I am going to spend a few weeks talking about eatable weeds that can be found in the US. I think that it is important to know about these, since many are very prolific where they grow.
Today we will talk about Rattlesnake Weed.
Stachys floridana is a species of betony in the mint family, Lamiaceae. It is native to the United States, where its true native range is probably limited to Florida, but today it is known throughout the Southeast as an introduced species and common weed It occurs as far west as Texas and it has been recorded in California. Its common names include Florida betony, Florida hedgenettle and rattlesnake weed.

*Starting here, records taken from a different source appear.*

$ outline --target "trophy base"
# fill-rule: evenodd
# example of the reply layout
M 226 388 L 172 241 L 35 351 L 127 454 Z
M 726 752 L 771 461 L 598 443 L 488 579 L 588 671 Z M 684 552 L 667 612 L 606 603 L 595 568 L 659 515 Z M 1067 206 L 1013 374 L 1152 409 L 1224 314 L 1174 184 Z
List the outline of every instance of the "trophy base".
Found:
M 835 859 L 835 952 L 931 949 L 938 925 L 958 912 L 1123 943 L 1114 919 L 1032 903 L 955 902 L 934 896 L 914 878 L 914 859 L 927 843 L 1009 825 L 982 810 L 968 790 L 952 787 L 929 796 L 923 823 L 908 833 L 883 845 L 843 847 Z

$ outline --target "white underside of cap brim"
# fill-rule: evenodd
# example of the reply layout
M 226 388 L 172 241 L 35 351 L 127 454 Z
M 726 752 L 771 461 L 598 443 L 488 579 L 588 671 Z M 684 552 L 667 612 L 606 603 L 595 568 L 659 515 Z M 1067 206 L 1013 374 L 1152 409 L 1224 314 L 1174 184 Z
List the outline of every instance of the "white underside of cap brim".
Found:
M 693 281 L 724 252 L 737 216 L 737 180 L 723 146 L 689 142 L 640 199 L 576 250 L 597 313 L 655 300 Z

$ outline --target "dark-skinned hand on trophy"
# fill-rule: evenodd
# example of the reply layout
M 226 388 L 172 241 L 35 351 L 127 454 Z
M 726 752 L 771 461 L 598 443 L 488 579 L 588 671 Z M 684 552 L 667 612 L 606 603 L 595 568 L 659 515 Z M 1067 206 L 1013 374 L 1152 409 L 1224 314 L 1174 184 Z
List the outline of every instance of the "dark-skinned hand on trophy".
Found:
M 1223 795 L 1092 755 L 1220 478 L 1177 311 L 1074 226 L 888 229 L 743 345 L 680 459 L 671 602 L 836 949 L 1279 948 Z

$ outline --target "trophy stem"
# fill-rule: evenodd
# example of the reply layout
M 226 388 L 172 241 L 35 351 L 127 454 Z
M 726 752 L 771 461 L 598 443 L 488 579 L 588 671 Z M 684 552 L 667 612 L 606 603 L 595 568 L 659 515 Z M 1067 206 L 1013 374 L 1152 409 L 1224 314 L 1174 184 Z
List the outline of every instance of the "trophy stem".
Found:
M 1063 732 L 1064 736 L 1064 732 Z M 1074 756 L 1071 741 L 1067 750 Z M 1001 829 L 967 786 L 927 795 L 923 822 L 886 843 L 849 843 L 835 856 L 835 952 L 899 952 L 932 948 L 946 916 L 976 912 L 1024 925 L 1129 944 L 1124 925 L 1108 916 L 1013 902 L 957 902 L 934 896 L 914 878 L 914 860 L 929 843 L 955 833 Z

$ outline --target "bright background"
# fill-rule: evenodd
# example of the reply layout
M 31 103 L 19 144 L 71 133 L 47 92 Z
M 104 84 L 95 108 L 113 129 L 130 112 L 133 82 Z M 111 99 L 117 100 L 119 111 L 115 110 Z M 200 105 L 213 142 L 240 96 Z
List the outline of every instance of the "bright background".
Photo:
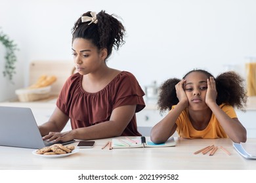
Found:
M 245 63 L 256 57 L 253 0 L 0 0 L 0 5 L 1 30 L 20 49 L 14 84 L 0 75 L 0 101 L 28 86 L 31 61 L 73 61 L 71 29 L 88 10 L 121 18 L 126 43 L 108 64 L 133 73 L 142 88 L 181 78 L 195 68 L 215 76 L 234 69 L 245 76 Z M 0 45 L 1 75 L 4 53 Z

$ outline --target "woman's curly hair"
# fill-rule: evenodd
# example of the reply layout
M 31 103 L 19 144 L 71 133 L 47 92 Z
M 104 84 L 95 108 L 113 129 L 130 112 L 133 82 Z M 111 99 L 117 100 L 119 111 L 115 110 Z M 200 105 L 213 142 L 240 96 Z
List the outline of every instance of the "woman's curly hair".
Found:
M 208 78 L 213 76 L 211 74 L 202 69 L 194 69 L 183 77 L 193 72 L 203 73 Z M 220 74 L 215 78 L 217 97 L 216 103 L 218 105 L 226 103 L 244 110 L 246 105 L 247 95 L 244 86 L 244 80 L 234 71 L 227 71 Z M 170 110 L 173 105 L 179 103 L 177 97 L 175 85 L 181 80 L 177 78 L 170 78 L 165 81 L 160 87 L 160 95 L 158 101 L 158 109 L 160 112 Z
M 81 16 L 91 16 L 91 11 L 84 13 Z M 83 38 L 91 41 L 98 50 L 106 48 L 109 58 L 112 48 L 118 50 L 125 42 L 123 39 L 125 29 L 114 15 L 110 15 L 101 10 L 96 15 L 98 22 L 82 22 L 81 16 L 75 22 L 72 28 L 72 42 L 76 38 Z

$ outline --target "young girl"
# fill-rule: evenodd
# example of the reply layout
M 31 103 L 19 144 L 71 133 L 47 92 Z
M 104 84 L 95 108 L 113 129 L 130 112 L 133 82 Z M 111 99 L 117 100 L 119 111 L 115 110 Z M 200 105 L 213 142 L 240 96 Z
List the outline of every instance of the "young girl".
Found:
M 246 141 L 246 130 L 233 107 L 243 109 L 246 93 L 243 79 L 232 71 L 215 79 L 203 70 L 193 70 L 180 80 L 169 79 L 160 87 L 161 112 L 171 110 L 152 129 L 155 143 L 165 142 L 177 130 L 186 139 L 229 137 Z
M 141 135 L 135 112 L 145 107 L 144 93 L 131 73 L 106 63 L 112 48 L 118 50 L 124 43 L 124 33 L 121 23 L 104 10 L 79 18 L 72 29 L 72 48 L 77 73 L 64 84 L 49 121 L 39 126 L 43 139 Z M 61 133 L 70 119 L 72 129 Z

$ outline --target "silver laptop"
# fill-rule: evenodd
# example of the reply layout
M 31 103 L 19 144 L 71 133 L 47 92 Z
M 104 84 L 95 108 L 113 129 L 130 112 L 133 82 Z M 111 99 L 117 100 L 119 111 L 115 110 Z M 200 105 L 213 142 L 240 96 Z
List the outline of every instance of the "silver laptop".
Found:
M 31 108 L 0 107 L 0 146 L 37 149 L 53 144 L 43 141 Z

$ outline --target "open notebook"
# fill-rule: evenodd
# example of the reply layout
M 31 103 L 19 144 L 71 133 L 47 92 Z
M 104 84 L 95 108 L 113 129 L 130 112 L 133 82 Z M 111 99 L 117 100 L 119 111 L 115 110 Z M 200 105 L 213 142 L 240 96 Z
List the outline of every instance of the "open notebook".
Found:
M 256 159 L 256 144 L 240 142 L 233 143 L 236 151 L 247 159 Z
M 137 137 L 133 138 L 113 139 L 113 148 L 159 148 L 175 146 L 176 142 L 173 137 L 171 137 L 165 143 L 154 144 L 150 140 L 150 137 Z
M 37 149 L 74 142 L 44 141 L 30 108 L 0 107 L 0 146 Z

This species is a perennial herb producing a hairy, erect stem up to about half a meter in maximum height. It grows from a network of rhizomes with tubers. The distinctive pale-colored tuber is several centimeters long and about one centimeter wide, and is segmented in such a way that it resembles the rattle on the tail of a rattlesnake, the inspiration for the common name “rattlesnake weed” The tuber is also said to resemble “a fat grub “The plant is a prolific producer of seeds, but it often undergoes vegetative reproduction via its rhizome and tubers. Small segments of rhizome can sprout into new plants and the transport of the tuber to new areas may be the most common way the plant spreads. The plant grows in disturbed habitat types, such as roadsides, often on wet soils. It grows in turf and in beds of ornamental plants
The plant was considered to be a Florida endemic until the 1940s and 1950s, when it began to spread throughout the southeastern United States. Its rhizome system extends easily into the loose soils of cultivated ground, and it became a weed of residential and commercial land. It can be found in lawns and other turfgrass, especially centipedegrass and St. Augustine grass. It is a weed of ornamentals, where it can be harder to control than in lawns, because fewer herbicides are approved for use on ornamental herbs and shrubs than on turfgrasses. It is one of the worst weeds of the cultivated ornamental leatherleaf fern (Rumohra adiantiformis). Weed control in ornamentals may require hand-pulling, with careful removal of all the tubers.
The “crisp, succulent” tuber is edible, and has “a pleasingly crunchy texture and a bland, slightly sweet taste”. Most people will pickle it either in a Chinese Soy Sauce. or regualr pickeling juice. they taste like radishes and can be used as pickels or put into salads so some extra crunch.
Well, that’s all the news from the south,
Happy” farming” to all the farm girl sisters out there.